Taylor Edwards has made leaving things behind into an art form. When things get tough, she gets going. Then her Dad gets some terrible news and the whole family decide to spend the summer at their old lake house, where Taylor is forced to confront her past. She hasn't been to the lake for years and isn't keen to go back, but then she starts to reconnect with the people she thought she'd left behind - including Henry, her first crush, who's even cuter at seventeen than he was at twelve...
With fireworks, fireflies and midnight swims, the summer feels full of possibility and, for the the first time, Taylor wants to hold on to the moment but is one summer really enough to have a second chance - with family, friends and love?
Morgan Matson first appeared on my radar with her debut novel Amy and Roger’s Epic Detour back in 2011. It was a great coming-of-age book about two teens on an epic journey of self-discovery, complete with novelty postcards and roadmaps. I didn’t think Matson could top Epic Detour but her second novel is a beautiful surprise.
With similar themes to Epic Detour, love, death and grief are again prominent in Second Chance Summer. The author doesn’t delay the revelation and makes it quite obvious from the start that Taylor’s father is cancer-stricken and only has a few months left to live. I thought that this was the best way to face the novel’s premise – the structure of the plot echoes Taylor’s emotional journey. Like Taylor we are burdened with the knowledge that Robin Edwards will die and then as the novel develops we begin to love him as though he were our own father. With Taylor we suffer a horrible sense of foreboding and it becomes harder and harder to stand the thought that he will die at the conclusion. And when it does finally happen the impact is stronger – we have learned to know and love this man. The inevitability hurts the most and you will need a tissue to dry your eyes. Matson’s approach to this difficult situation is tactful and highly emotive.

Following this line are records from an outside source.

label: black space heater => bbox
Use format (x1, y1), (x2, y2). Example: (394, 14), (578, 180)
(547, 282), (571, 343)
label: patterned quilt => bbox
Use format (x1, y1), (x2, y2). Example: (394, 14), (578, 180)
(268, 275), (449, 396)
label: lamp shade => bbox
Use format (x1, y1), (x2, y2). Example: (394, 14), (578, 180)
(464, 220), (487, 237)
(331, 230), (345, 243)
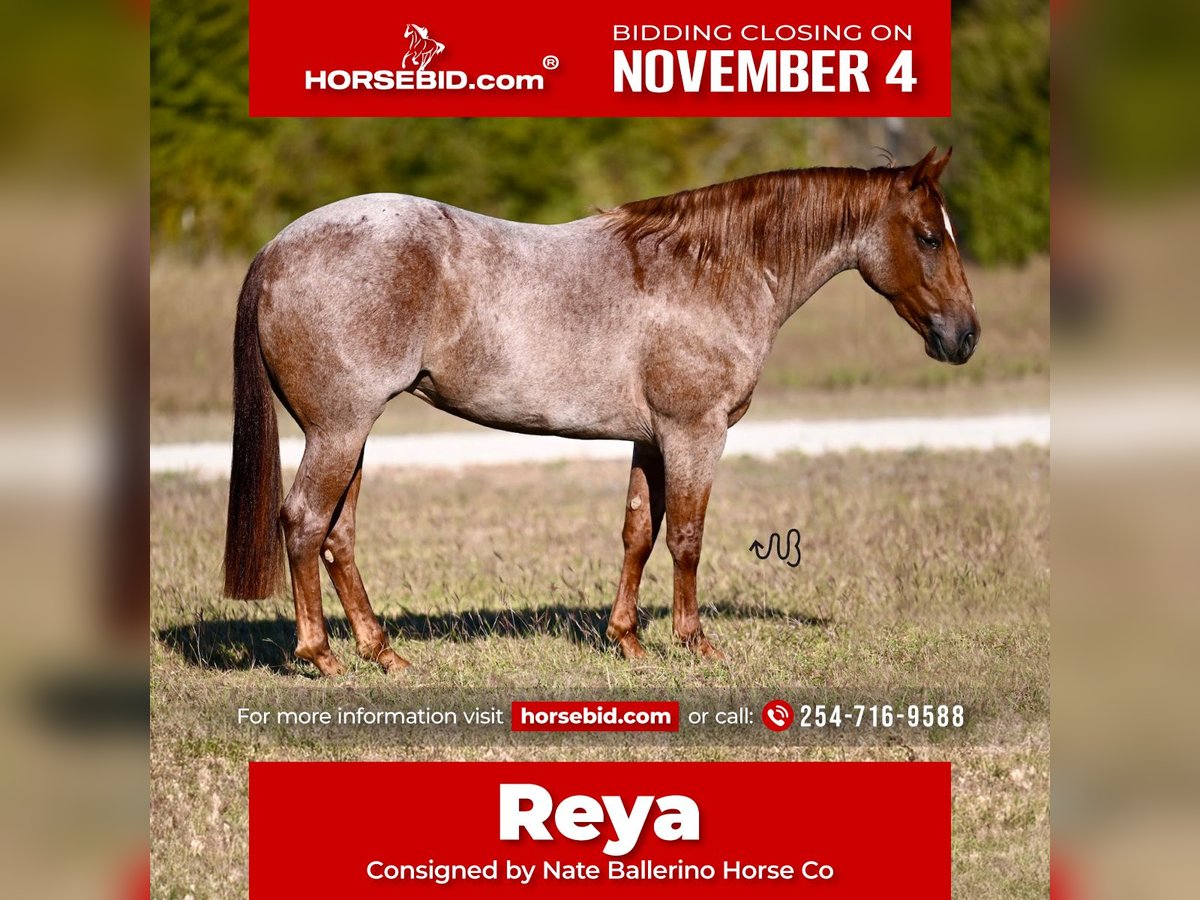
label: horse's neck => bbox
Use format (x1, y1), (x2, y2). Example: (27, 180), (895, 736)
(767, 177), (868, 328)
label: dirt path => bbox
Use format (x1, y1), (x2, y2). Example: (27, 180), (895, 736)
(150, 412), (1050, 478)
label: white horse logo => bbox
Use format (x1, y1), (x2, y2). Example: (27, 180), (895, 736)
(401, 25), (446, 72)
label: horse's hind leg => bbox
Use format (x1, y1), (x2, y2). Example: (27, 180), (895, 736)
(280, 426), (370, 676)
(608, 444), (666, 659)
(662, 421), (725, 659)
(320, 455), (408, 672)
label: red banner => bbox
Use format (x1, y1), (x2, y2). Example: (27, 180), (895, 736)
(250, 0), (950, 116)
(250, 762), (950, 900)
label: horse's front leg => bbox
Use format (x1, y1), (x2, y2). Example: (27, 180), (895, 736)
(662, 418), (726, 659)
(608, 444), (666, 659)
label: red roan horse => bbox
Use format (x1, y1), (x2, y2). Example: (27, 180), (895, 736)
(224, 150), (979, 674)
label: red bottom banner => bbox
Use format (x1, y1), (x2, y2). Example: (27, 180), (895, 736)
(250, 762), (950, 900)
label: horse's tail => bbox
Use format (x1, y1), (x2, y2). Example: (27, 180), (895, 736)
(224, 252), (283, 600)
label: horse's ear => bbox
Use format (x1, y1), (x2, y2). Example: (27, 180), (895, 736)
(925, 146), (954, 181)
(896, 146), (950, 191)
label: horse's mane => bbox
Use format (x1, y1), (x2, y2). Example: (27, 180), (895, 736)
(602, 167), (921, 277)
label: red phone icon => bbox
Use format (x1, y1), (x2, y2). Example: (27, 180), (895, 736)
(762, 700), (796, 731)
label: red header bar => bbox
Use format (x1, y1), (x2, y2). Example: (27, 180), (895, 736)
(250, 762), (950, 900)
(512, 700), (679, 731)
(250, 0), (950, 116)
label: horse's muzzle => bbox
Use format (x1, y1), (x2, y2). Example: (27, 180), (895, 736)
(925, 323), (979, 366)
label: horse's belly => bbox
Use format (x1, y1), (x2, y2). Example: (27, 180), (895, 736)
(413, 373), (649, 440)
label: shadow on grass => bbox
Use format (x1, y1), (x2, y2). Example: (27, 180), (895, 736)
(157, 602), (832, 670)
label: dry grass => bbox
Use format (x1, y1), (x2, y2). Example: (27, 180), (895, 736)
(151, 449), (1049, 900)
(150, 256), (1050, 440)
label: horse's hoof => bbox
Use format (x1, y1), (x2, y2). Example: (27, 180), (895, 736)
(312, 653), (346, 677)
(376, 650), (413, 674)
(618, 634), (646, 659)
(683, 637), (725, 660)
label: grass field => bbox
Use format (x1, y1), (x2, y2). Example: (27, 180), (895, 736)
(150, 256), (1050, 442)
(150, 250), (1050, 900)
(151, 448), (1049, 900)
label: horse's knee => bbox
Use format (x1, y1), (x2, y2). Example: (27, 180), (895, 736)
(667, 526), (703, 569)
(280, 497), (329, 557)
(320, 527), (354, 564)
(620, 514), (654, 563)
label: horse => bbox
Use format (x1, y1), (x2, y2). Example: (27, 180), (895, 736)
(401, 24), (446, 72)
(224, 148), (979, 676)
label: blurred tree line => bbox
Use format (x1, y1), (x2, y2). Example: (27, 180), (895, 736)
(150, 0), (1050, 263)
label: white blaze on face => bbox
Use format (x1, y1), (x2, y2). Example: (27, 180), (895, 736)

The subplot is unfortunately where you will find the novel at its weakest. At first it started off very well and a mysterious aura surrounded the history between Taylor, the childhood sweetheart, Henry, and the former best friend, Lucy. What did happen five years before? Why was Taylor so ashamed of her past? Why was Henry, the cute boy with the hazel-green eyes, so hostile? I was intrigued at first but as the occasional flashbacks to five years before revealed more and more, my desire to find out dissipated. After so much build up I felt let down by the author – it was not nearly as damaging and dramatic as I thought. Looking back I actually think that the hostility, particularly from Lucy, was quite harsh. The secret was really nothing more than a bit of miscommunication and a playground quarrel.
The strongest point for me was the growing relationship between Taylor, her father and the rest of the family. While the romantic subplot between Taylor and Henry has a lot of focus, the dialogue between Taylor and her father is what makes this novel special. Usually with the YA genre it is the romantic entanglements that are in the foreground, and I’m not saying that as a negative, but it was refreshing to see in this novel that the romance didn’t overshadow the main plot. The book centres more on the family as a whole – the parents are important characters and haven’t been brushed aside, so the protagonist is not allowed to wander off freely as she pleases. The family behaves like a real family – the kids do chores, get in trouble, tease each other and the parents are there to support, listen and occasionally scold. Matson captures family life in a plausible way and makes you want to be part of the family – by the end you are part of the family.
Second Chance Summer isn’t just a light summer read. It’s thought-provoking and emotional and will make you appreciate family, friends, love and life. Matson draws you in then simultaneously breaks your heart and pieces it back together again. It must be added to your TBR list.